Mr. Maiteki also complains that Ms. Konsela failed to review the original
SpeedGauge reports underlying Ms. Sobotta’s October 5, 2011 HRIS entry and failed
to contact either the Illinois State Police or SpeedGauge to verify the information in
Marten’s files. But as for the Illinois documents, there does not appear to be any
reason to doubt their authenticity. Marten received them from the U.S. Department
of Transportation. In district court Mr. Maiteki apparently did not dispute that
7
Marten’s file contained these documents, and before this court he concedes that he
was issued the warning, see Aplt. Br. at 56 (“Aside from the Illinois State Police
warning of July 16, 2011, Maiteki never had any speeding tickets or incidents nor
accidents while working for Marten.”). Because she had no reason to question the
documents, Ms. Konsela’s failure to contact the Illinois State Police does not cast
doubt on the reasonableness of the investigation. See
Gorman, 584 F.3d at 1160
(information furnisher not required to perform additional procedures or inquiries
when notice of dispute gave no reason to doubt the veracity of the initial
investigation).
Regarding the SpeedGauge data, it is undisputed that Marten no longer had
access to the SpeedGauge reports underlying the HRIS entry by the time of
Ms. Konsela’s investigation. Ms. Konsela would have had to contact SpeedGauge in
an attempt to review that information.2 But an investigation does not have to be
exhaustive to be reasonable; an information furnisher may balance the costs and
benefits of engaging in additional procedures. See
Seamans, 744 F.3d at 865;
Johnson v. MBNA Am. Bank, NA,
357 F.3d 426, 432-33 (4th Cir. 2004). If the
circumstances warrant, a company may rely on its own records. See
Gorman,
584 F.3d at 1159-60;
Westra, 409 F.3d at 827. We recognize that the Fourth Circuit
has held that a jury could find unreasonable a procedure requiring agents to rely
solely on computer data and “never consult underlying documents” for verification.
2
Neither party submitted the underlying SpeedGauge records to the court.
Thus, it is not clear which party such records might support or whether they even
would be available.
8
Johnson, 357 F.3d at 431. In this case, however, instead of relying on the bare HRIS
data, Ms. Konsela followed up with Ms. Sobotta, who confirmed that she had
reviewed the underlying SpeedGauge reports and that the HRIS information was
accurate. It was reasonable for Ms. Konsela to rely on Ms. Sobotta’s confirmation.
Further, the record evidence shows that Marten believed Code 938 was appropriate
even if the Illinois incident were the only incident. In these circumstances,
Ms. Konsela could properly decide not to reach out to SpeedGauge.

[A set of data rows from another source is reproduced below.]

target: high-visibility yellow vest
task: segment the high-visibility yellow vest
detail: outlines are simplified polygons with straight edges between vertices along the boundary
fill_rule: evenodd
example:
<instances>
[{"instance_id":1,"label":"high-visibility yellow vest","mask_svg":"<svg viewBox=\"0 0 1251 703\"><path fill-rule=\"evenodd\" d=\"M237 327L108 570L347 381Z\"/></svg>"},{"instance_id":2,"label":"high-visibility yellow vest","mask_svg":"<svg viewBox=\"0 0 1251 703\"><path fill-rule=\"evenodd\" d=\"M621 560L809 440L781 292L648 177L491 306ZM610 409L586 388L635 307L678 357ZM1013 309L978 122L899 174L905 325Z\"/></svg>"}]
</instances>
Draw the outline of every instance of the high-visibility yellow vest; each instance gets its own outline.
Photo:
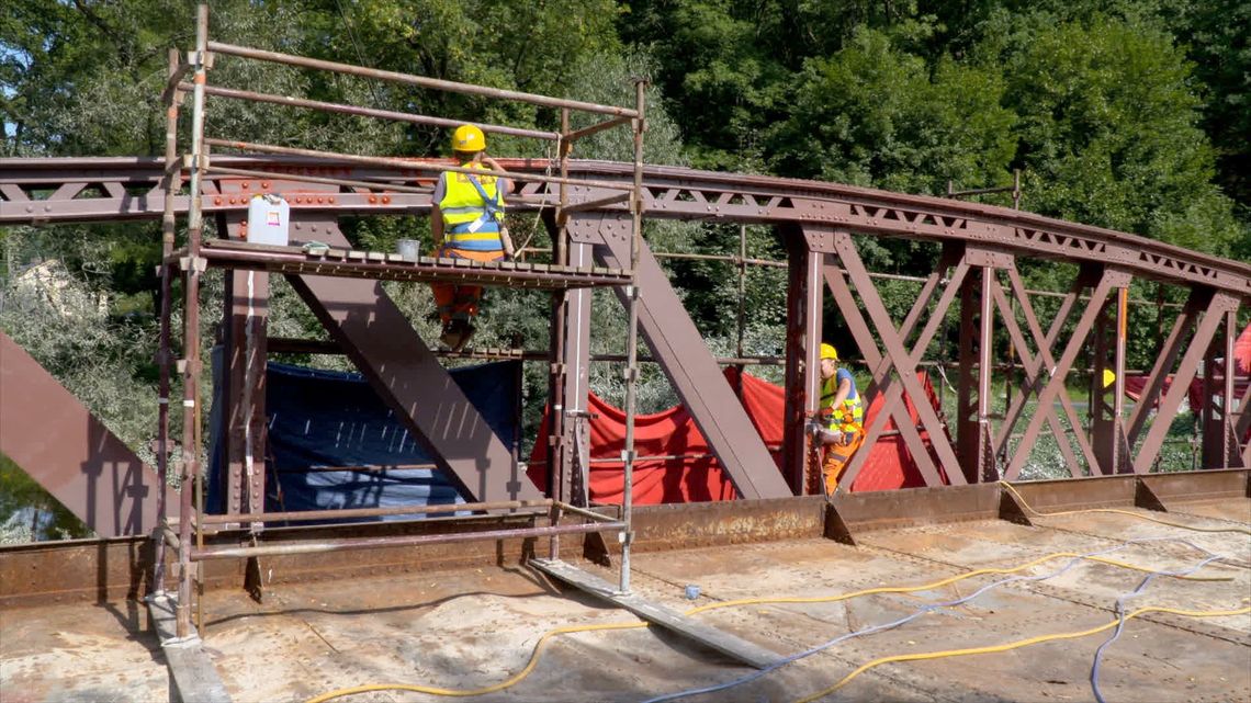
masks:
<instances>
[{"instance_id":1,"label":"high-visibility yellow vest","mask_svg":"<svg viewBox=\"0 0 1251 703\"><path fill-rule=\"evenodd\" d=\"M474 161L462 168L485 169ZM503 250L499 225L504 219L504 196L499 193L495 176L444 171L439 178L444 189L439 200L444 241L455 249L472 251Z\"/></svg>"},{"instance_id":2,"label":"high-visibility yellow vest","mask_svg":"<svg viewBox=\"0 0 1251 703\"><path fill-rule=\"evenodd\" d=\"M856 390L854 380L852 390ZM834 432L863 430L864 405L861 403L859 393L856 393L856 398L844 399L838 408L834 408L834 395L838 395L838 374L827 378L821 385L821 418L826 427Z\"/></svg>"}]
</instances>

Mr. Maiteki raised certain additional arguments in his reply brief, but
arguments not made in the opening brief are waived. See Reedy v. Werholtz,
660 F.3d 1270, 1274 (10th Cir. 2011).
In short, Mr. Maiteki has not carried his burden to show that a reasonable
factfinder could conclude that Marten’s reinvestigation was unreasonable. The
district court appropriately granted summary judgment to Marten on Mr. Maiteki’s
FCRA claim.
III. CONCLUSION
Marten’s request that Mr. Maiteki pay fees and costs for filing a frivolous
appeal, made in its response brief, is denied. Fed. R. App. P. 38 requires such a
request to be made in a separate filing. The district court’s judgment is affirmed.